While a lot of focus is being paid this offseason to who is newly arrived for the Cincinnati Bengals—understandable when they made a change at head coach after 16 years, with Marvin Lewis was one of the longest-tenured head coaches in the league—one of the things the players are taking notice of the most as they begin their offseason program is, instead, who isn’t there.
And the two most significant names in that regard are one you’ll know all too well, the other not so much. This offseason, the Bengals released two players who were clearly becoming bigger headaches than they were worth, those being veteran linebacker Vontaze Burfict and second-year running back Mark Walton.
“Some guys are not here.

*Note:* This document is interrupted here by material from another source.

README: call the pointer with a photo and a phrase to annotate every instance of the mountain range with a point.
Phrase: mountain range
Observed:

That’s one big change”, veteran wide receiver A.J. Green, among the longest-tenured Bengals currently on the roster, observed as their offseason program got underway. “Just different energy around here”.
Walton, a 2018 fourth-round pick scarcely contributed during his rookie season behind more experienced running backs Joe Mixon and Giovanni Bernard. However, he had a very busy offseason, having had three altercations with police since January. The most recent resulted in him escaping officers after being tasered, only to later turn himself in weeks later.
As for Burfict, well, not much needs to be said. He is the most dangerous player in the National Football League for all the wrong reasons, having been caught on camera on numerous occasions going out of his way to try to intentionally injure players, both within the context of a football play (albeit illegal) as well as beyond the whistles.
“When the players set the standards, then we’re going to be heading in the right direction. “If the coach is the one that has to set the standards, sometimes that’s the way it has to start”, new head coach Zac Taylor said. “We have to be clear communicators and set the expectations, but when the players are the ones who are consistent with their approach and hold each other to those highest standards, then like I said earlier, that’s when we know we’re heading in the right direction”.
The Bengals have had the reputation for being an undisciplined football team for quite a long time now, and there are numerous occasions to which one can point in which they shot themselves in the foot, losing games because of their failure to play clean football, whether it was a penalty or a turnover or something else that cost them in the end.
That will be Lewis’ defining legacy, even though he is arguably the best coach by record and performance that Cincinnati has ever had. The organization is hoping that Taylor can write an entirely new chapter that isn’t marred by the ones that came before it. “It’s about us” is one of their new slogans. And it’s up to them to change the narrative that has followed them for many years now.